East & Partners Currency Forecast research, based on direct interviews with 2,586 Australian importers and exporters in September 2020, revealed CFOs and corporate treasurers expect the AUD to weaken against the greenback to US$0.722 by the end of H1 2021. Forecasts were also captured for GBP, EUR, RMB and NZD. This clearly illustrates how quickly markets shifted out of the worst of the COVID-19 pandemic in the country alongside booming resources prices, especially iron ore, and a faster than expected recovery  in trade volumes.

How are corporates hedging their short, medium and long term exposure given the longer the AUD remains range bound, the larger the “breakout” to the upside or downside will likely be?

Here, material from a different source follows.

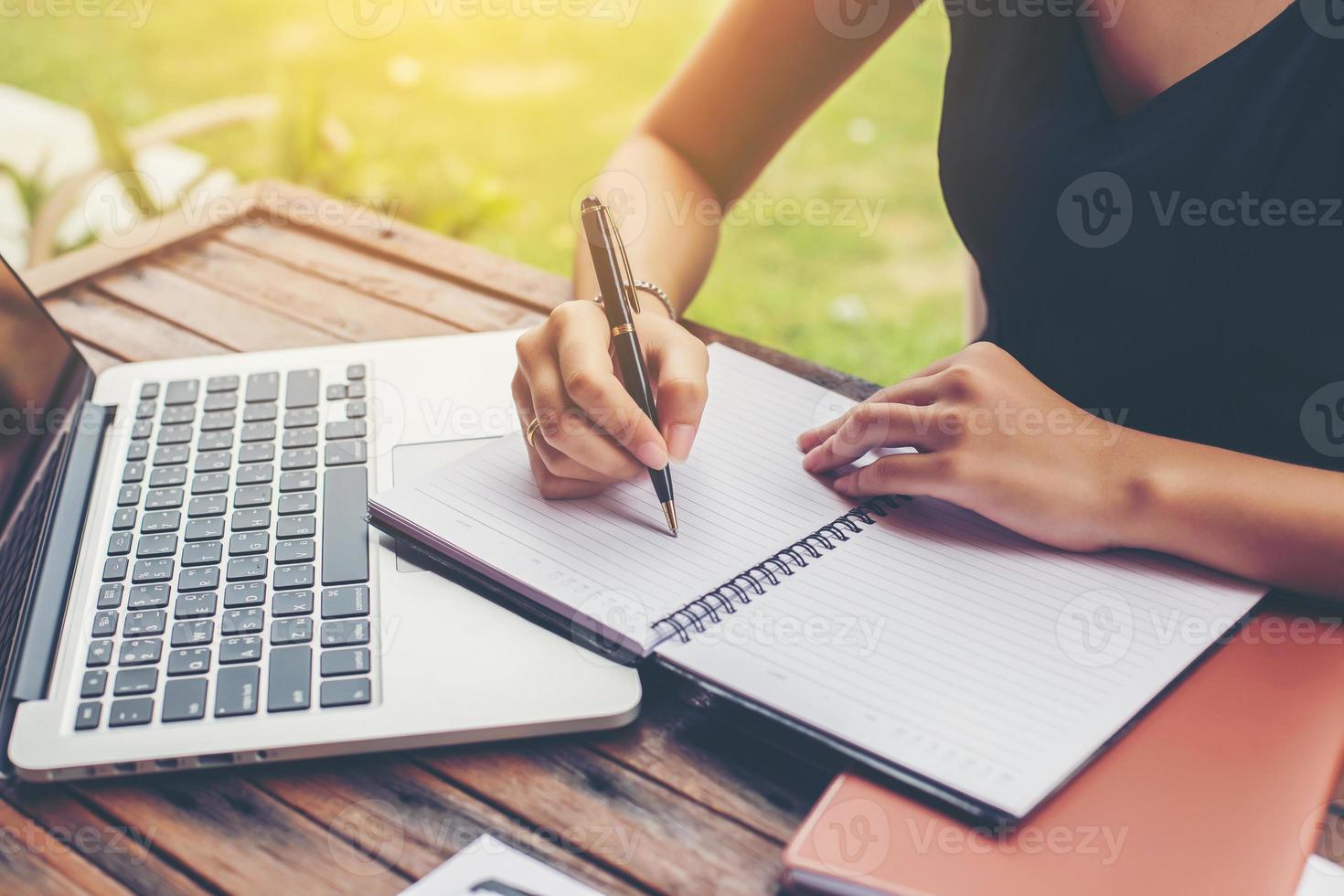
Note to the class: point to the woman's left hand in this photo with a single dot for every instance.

“The longer the Australian dollar remains such a distance from where commodity prices are, the less likely it ever gets there. It certainly tempers my confidence in the scale of Aussie appreciation from here” stated Westpac Senior Currency Strategist, Sean Callow.

“Ultimately, commodity prices usually go up because of strong global growth and I think the Australian dollar is more tied to the strong global growth dynamic than the commodity price dynamic per se” commented ANZ Currency Strategist, Daniel Been.

“If commodity prices are just going up because of supply, then the Aussie dollar will not follow then as sharply because the market will look through it as a temporary boost. Whereas if they are going up because of strong demand then people see it as more sustained, and usually you see the Aussie dollar moving alongside commodity prices” Mr Been added.